FIG. 3 depicts multi-parametric MRI oncology data factorized to two physiology components, in accordance with an aspect of the present disclosure; and

FIG. 4 depicts basis vectors from a non-negative matrix factorization study, in accordance with an aspect of the present disclosure.

DETAILED DESCRIPTION

One or more specific embodiments will be described below. In an effort to provide a concise description of these embodiments, all features of an actual implementation may not be described in the specification. It should be appreciated that in the development of any such actual implementation, as in any engineering or design project, numerous implementation-specific decisions must be made to achieve the developers' specific goals, such as compliance with system-related and business-related constraints, which may vary from one implementation to another. Moreover, it should be appreciated that such a development effort might be complex and time consuming, but would nevertheless be a routine undertaking of design, fabrication, and manufacture for those of ordinary skill having the benefit of this disclosure.

When introducing elements of various embodiments of the present embodiments, the articles “a,” “an,” “the,” and “said” are intended to mean that there are one or more of the elements. The terms “comprising,” “including,” and “having” are intended to be inclusive and mean that there may be additional elements other than the listed elements. Furthermore, any numerical examples in the following discussion are intended to be non-limiting, and thus additional numerical values, ranges, and percentages are within the scope of the disclosed embodiments.

In accordance with the present approach, a methodology for generating and labelling biologically or physiologically relevant data from provided multi-parametric data is provided. The labeled biologically or physiologically relevant data may then be displayed to facilitate clinical interpretation or other analysis, such as providing the data in a suitable format for further analysis.

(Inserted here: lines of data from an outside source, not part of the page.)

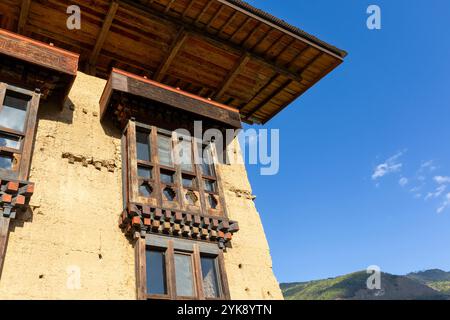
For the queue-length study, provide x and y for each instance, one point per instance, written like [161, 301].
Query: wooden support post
[24, 10]
[141, 275]
[173, 51]
[102, 36]
[4, 234]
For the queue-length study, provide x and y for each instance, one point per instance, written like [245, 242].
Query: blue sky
[338, 204]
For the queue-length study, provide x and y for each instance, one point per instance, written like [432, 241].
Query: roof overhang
[225, 50]
[121, 82]
[36, 65]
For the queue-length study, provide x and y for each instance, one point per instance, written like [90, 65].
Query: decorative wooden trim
[196, 251]
[143, 220]
[198, 273]
[103, 33]
[38, 53]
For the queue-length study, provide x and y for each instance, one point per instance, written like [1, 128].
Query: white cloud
[403, 181]
[445, 204]
[437, 193]
[389, 166]
[442, 180]
[428, 164]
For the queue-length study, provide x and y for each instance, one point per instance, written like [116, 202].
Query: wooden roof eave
[122, 81]
[37, 53]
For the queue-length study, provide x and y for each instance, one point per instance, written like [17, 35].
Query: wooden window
[160, 171]
[210, 277]
[184, 275]
[18, 111]
[181, 269]
[156, 272]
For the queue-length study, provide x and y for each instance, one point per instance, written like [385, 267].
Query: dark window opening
[211, 287]
[156, 272]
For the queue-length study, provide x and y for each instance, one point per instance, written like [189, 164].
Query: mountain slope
[434, 278]
[353, 286]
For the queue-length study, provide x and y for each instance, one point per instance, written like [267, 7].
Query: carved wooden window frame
[132, 181]
[170, 247]
[22, 156]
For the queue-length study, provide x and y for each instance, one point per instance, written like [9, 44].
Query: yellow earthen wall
[73, 222]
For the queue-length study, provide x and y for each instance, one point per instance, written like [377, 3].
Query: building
[93, 204]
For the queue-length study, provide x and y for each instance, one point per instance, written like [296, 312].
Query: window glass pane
[183, 275]
[6, 162]
[188, 182]
[166, 176]
[14, 111]
[156, 272]
[9, 141]
[165, 150]
[209, 274]
[169, 194]
[145, 190]
[142, 146]
[210, 186]
[212, 201]
[191, 198]
[207, 164]
[185, 156]
[144, 172]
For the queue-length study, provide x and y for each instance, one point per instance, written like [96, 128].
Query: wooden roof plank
[232, 75]
[103, 33]
[173, 51]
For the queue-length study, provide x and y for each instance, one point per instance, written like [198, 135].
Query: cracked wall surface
[69, 246]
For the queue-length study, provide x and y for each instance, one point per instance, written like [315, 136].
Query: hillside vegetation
[424, 285]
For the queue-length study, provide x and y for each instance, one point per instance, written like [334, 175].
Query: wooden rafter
[232, 75]
[251, 34]
[274, 44]
[285, 49]
[241, 27]
[185, 12]
[214, 17]
[280, 89]
[298, 55]
[214, 41]
[169, 5]
[264, 38]
[200, 15]
[172, 53]
[324, 73]
[229, 21]
[103, 33]
[24, 10]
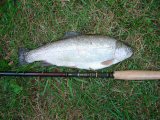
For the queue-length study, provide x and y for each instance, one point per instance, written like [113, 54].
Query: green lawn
[33, 23]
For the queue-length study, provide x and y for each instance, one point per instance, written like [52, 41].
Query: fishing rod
[121, 75]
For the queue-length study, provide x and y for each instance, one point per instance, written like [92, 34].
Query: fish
[89, 52]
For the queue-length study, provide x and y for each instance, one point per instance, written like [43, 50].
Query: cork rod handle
[137, 75]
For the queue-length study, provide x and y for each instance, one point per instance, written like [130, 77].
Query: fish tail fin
[21, 56]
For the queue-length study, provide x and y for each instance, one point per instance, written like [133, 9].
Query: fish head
[122, 51]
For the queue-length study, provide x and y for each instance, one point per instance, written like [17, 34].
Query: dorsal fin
[71, 34]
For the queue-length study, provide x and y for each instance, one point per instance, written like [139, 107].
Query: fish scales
[84, 52]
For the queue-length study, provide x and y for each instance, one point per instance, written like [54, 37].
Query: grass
[33, 23]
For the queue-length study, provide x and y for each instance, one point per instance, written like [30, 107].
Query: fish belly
[85, 53]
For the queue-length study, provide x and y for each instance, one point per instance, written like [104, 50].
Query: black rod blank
[58, 74]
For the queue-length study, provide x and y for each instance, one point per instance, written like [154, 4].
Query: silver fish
[84, 52]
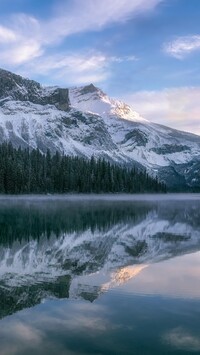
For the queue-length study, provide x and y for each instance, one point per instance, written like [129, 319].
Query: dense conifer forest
[24, 171]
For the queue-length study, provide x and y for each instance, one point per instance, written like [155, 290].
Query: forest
[25, 171]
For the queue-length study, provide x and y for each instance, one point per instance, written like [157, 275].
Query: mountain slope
[85, 121]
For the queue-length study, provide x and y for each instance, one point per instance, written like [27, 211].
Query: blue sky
[145, 52]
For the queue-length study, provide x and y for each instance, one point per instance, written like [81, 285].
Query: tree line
[24, 171]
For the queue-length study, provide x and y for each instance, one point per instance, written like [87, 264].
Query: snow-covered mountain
[85, 121]
[85, 263]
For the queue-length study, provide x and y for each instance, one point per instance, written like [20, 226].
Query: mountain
[85, 121]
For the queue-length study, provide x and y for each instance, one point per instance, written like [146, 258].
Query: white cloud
[73, 68]
[176, 107]
[28, 37]
[182, 46]
[7, 35]
[94, 15]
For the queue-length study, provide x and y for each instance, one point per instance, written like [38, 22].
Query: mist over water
[107, 266]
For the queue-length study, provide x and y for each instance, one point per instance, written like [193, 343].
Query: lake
[100, 275]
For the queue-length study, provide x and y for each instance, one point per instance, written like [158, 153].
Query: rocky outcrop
[15, 87]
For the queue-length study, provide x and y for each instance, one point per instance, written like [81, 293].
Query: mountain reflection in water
[49, 249]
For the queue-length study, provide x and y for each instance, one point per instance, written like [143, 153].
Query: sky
[144, 52]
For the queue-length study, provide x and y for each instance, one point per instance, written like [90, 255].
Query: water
[108, 275]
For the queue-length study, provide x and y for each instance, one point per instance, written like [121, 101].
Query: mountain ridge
[86, 122]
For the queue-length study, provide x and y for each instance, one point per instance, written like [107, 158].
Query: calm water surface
[100, 276]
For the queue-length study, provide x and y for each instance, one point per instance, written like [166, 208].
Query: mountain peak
[89, 89]
[16, 88]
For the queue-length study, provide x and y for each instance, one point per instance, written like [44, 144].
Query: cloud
[7, 35]
[176, 107]
[29, 37]
[74, 68]
[92, 15]
[182, 46]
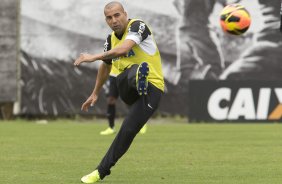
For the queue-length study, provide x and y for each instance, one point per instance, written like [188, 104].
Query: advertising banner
[235, 101]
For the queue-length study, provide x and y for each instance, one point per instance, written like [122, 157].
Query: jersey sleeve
[107, 47]
[138, 31]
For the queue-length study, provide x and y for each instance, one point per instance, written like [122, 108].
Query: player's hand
[83, 57]
[89, 102]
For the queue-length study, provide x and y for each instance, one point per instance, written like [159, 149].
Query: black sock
[111, 115]
[281, 23]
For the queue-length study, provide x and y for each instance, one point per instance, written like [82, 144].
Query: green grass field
[172, 151]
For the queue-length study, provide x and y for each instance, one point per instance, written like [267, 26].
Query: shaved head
[116, 17]
[113, 4]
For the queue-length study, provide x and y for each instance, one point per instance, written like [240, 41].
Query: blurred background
[41, 39]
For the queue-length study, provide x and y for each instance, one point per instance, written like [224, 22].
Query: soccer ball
[235, 19]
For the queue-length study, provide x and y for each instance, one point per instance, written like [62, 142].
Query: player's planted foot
[143, 129]
[91, 178]
[108, 131]
[142, 78]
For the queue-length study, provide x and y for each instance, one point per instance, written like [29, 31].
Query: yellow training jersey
[138, 55]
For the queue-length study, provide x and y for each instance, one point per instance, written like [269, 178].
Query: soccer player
[112, 93]
[140, 80]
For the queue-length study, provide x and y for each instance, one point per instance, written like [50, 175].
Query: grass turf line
[172, 151]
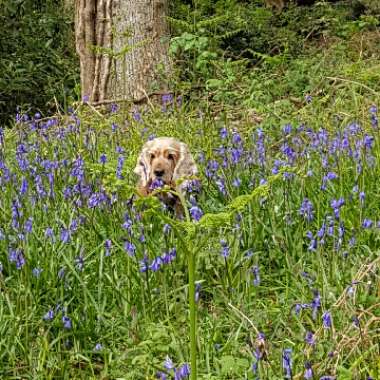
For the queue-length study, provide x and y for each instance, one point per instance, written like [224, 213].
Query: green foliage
[38, 65]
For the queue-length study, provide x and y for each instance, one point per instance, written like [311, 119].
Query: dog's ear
[186, 166]
[142, 168]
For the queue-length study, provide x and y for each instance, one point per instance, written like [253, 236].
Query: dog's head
[166, 160]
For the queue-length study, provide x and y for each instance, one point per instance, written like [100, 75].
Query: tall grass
[95, 282]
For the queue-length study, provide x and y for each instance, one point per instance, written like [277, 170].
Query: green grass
[141, 317]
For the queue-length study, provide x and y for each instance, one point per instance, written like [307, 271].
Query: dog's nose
[159, 173]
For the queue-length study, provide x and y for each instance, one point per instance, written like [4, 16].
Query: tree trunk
[120, 47]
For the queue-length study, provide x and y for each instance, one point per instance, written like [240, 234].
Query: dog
[165, 161]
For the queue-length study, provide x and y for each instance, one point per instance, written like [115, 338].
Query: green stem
[193, 312]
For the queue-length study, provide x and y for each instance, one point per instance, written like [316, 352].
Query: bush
[38, 62]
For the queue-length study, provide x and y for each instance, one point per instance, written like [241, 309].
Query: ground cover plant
[281, 233]
[285, 231]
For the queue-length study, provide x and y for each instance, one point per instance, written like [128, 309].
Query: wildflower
[157, 184]
[336, 204]
[130, 248]
[65, 235]
[225, 252]
[196, 213]
[183, 372]
[103, 158]
[24, 186]
[37, 271]
[66, 322]
[49, 315]
[119, 168]
[61, 273]
[306, 210]
[326, 319]
[166, 228]
[367, 223]
[256, 274]
[168, 363]
[107, 247]
[308, 371]
[309, 338]
[79, 261]
[223, 133]
[114, 108]
[315, 304]
[98, 347]
[156, 264]
[17, 257]
[28, 226]
[287, 363]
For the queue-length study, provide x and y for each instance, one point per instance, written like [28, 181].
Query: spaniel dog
[165, 161]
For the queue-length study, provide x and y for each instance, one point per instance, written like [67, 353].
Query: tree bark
[120, 46]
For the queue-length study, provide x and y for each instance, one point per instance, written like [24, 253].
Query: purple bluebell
[168, 363]
[107, 247]
[98, 347]
[28, 225]
[182, 372]
[326, 320]
[144, 264]
[367, 223]
[256, 275]
[37, 272]
[308, 371]
[67, 324]
[223, 133]
[287, 364]
[130, 248]
[103, 158]
[49, 315]
[119, 168]
[307, 210]
[315, 304]
[65, 236]
[79, 262]
[196, 213]
[225, 251]
[309, 338]
[156, 264]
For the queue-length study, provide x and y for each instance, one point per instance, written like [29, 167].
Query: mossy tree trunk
[121, 46]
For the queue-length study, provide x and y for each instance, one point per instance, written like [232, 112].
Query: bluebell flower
[223, 133]
[307, 210]
[156, 264]
[196, 213]
[66, 322]
[49, 315]
[107, 247]
[98, 347]
[37, 271]
[308, 371]
[315, 304]
[65, 235]
[103, 158]
[326, 319]
[367, 223]
[309, 338]
[225, 252]
[168, 363]
[256, 273]
[130, 248]
[287, 363]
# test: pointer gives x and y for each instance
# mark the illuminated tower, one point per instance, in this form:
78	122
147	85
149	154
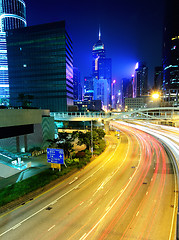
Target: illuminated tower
98	53
171	53
102	74
12	16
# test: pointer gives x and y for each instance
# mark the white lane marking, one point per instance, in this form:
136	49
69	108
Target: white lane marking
83	236
52	203
121	192
175	204
16	226
51	228
73	180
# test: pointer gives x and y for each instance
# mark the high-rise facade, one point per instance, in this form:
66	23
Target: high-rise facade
41	65
140	80
101	70
171	52
77	89
12	16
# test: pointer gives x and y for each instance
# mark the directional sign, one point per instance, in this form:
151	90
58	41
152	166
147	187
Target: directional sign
55	155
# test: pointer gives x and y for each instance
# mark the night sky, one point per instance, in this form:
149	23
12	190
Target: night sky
131	30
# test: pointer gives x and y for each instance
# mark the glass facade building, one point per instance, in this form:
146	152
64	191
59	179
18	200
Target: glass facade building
171	53
101	71
41	66
12	16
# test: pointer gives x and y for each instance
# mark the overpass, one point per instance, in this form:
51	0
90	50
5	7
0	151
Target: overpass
160	113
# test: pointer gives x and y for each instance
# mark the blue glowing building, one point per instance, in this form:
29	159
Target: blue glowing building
102	74
40	62
12	16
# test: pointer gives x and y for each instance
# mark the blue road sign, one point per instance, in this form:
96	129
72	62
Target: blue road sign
55	155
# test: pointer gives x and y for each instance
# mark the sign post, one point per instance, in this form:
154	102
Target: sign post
55	157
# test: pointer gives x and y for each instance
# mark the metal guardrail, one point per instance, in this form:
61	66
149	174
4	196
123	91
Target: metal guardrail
150	113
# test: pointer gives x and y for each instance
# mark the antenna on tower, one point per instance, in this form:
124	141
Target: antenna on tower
99	33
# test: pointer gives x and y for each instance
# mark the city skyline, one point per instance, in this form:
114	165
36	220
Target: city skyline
131	31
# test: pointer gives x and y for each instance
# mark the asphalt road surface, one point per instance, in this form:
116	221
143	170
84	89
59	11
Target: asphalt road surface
129	192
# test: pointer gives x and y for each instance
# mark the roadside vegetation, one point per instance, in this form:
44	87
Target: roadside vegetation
73	160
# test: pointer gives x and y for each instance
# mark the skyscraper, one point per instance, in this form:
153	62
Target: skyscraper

In one implementation, this process is accomplished by using various data factorization methods such as non-negative matrix factorization (NNMF), convex analysis of mixtures with non-negative sources (CAMNS), and so forth, for data separation. The output of factorization methods and their signatures are then used to label regions of the image data as belonging to one or more physiological states, processes, or structures of interest.

To facilitate explanation of the present approach, an example is described herein related to the use of multi-parametric data corresponding to what might be obtained as part of a magnetic resonance imaging (MRI) oncology protocol. As used herein, the term “multi-parametric” relates to a plurality of images that can be collected, such as for a patient examination. In this context, each image (for example, diffusion images, contrast-enhanced T1 weighted images, and so forth) constitutes different “channels” or information. Though MRI examples are discussed herein, it is to be understood that the present approach may be similarly implemented using different types of data datasets, including datasets acquired using other MRI protocols and/or other imaging modality types and protocols, including computed tomography (CT), tomosynthesis, mammography, ultrasound, positron emission tomography (PET), single photon emission computed tomography (SPECT), and so forth. Thus, the present approach is not restricted to MRI or tumor assessment, but to more generic physiological representations of multi-parametric (mp)-MRI data as well as other protocols and modality types. Therefore, even in the MRI context, the present approach can be used across disease conditions since physiology-MRI relationships are maintained across disease conditions. However, as may be appreciated, the manifestations in individual MRI images change across disease conditions, however, such variance in manifestations will be understood in the context of a given protocol by those skilled in the art (e.g., in tumor, restricted diffusion is related to aggressiveness of tumor, while in stroke it is related to regions of infarction; but physiologically it is still represented as increased cellularity).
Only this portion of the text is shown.